When combining these techniques, one significant challenge has been the high intensity optical trapping laser accelerating photobleaching rates of fluorescent dyes. The laser-induced photobleaching was especially bad for common FRET dyes such as Cy3 and Alexa555. However, we developed an approach to combat this photobleaching, extending fluorescence emission times to over a minute, called Interlaced Optical Force-Fluorescence (IOFF) spectroscopy. Here we provide an example showing the measurement of single molecule DNA unzipping with applied force, coordinated with changes in FRET signals.
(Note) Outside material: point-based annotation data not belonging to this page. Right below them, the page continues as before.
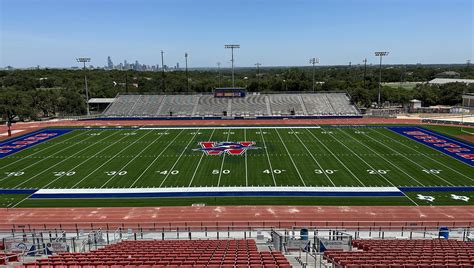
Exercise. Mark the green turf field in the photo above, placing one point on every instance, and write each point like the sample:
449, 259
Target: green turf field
316, 156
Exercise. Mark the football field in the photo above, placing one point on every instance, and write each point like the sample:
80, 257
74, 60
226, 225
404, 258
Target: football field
148, 157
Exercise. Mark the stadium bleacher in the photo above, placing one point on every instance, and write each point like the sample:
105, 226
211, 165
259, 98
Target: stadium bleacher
169, 253
398, 253
252, 105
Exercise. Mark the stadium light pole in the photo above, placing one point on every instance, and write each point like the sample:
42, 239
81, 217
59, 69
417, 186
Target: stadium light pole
162, 72
187, 77
365, 73
219, 72
380, 54
258, 75
313, 61
232, 60
84, 60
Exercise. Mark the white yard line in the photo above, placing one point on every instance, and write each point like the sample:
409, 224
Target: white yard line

Force Generation Mechanism of Kinesin
The Lang lab has published important single molecule data describing the chemomechancial cycle of Kinsein-1, one of the smallest processive biological motors. Our work over the years on Kinesin has been in close collaboration with Dr. Wonmuk Hwang, Dr. Martin Karplus, and Dr. Kristen Verhey. Of note, our data support a mechanism of force generation driven by an unfolded to folded transition between the cover strand and neck-linker of Kinesin-1, forming the cover neck bundle (See Hwang et al. (year), Structure). Furthermore, we directly tested this mechanism by generating kinesin-1 mutants with defects in the regions forming the cover neck bundle. Our results demonstrate cover neck bundle formation is necessary for force generation. The importance of this mechanism was published in PNAS (reference).
Actin Machinery
External mechanical forces and forces generated within the cell influence cytoskeletal organization and play a critical role in cell migration, division, growth and apoptosis. Thus, it is important to understand how the structural organization of the cytoskeleton affects the mechanical properties of the cell. In eukaryotic cells, the most abundant cytoskeletal protein is actin. Under specific conditions, monomeric actin polymerizes to form filaments with an approximate diameter of 7-nm and lengths ranging from hundreds of nanometers to few micrometers. In vivo, the organization of F-actin into higher-order structures is regulated by a wide variety of actin binding proteins (ABPs), which are spatially diverse throughout the cell body. For instance, cross-linking proteins localized in the vicinity of the plasma membrane, like filamin, promote the formation of an isotropic F-actin network known as the cortex, which provides and maintains the structural integrity of the cell. On the other hand, bundling proteins present in the cytoplasm such as a-actinin, form thick F-actin cables that transmit contractile forces along the cell during locomotion and help maintain the cell under a pre-stress state. Our group is developing a multi-scale approach for studying F-actin and ABP interactions ranging from network macromechanics to single molecule biophysics.
Bacteriophage Tethers
One of the greatest challenges in molecular biophysics is developing single molecule assays. Here we describe a new strategy for forming linkages between proteins of interest and an object, such as a bead, appropriate for use in the optical trap. In collaboration with Prof. Angela Belcher’s lab, we have developed a new strategy for forming these linkages based on the M13 bacteriophage. Our strategy uses genetic engineering to form the linkages, i.e., proteins of interest are covalently displayed on phage capsid proteins via genetic modification of the M13 genome. As a result, we exploit the natural assembly process of bacteriophages in E. coli to construct stand-alone tethers. We have characterized the mechanical properties of this tether and found that it has excellent properties: (1) Optimal length (~1um) for applying horizontal loads. In particular, it is long enough to calibrate and mitigate force correction terms, yet short enough to properly communicate mechanical transitions; (2) Stiffness 3X that of dsDNA; (3) Strength to withstand forces above 60pN. This work has been published in PNAS, see Khalil et al.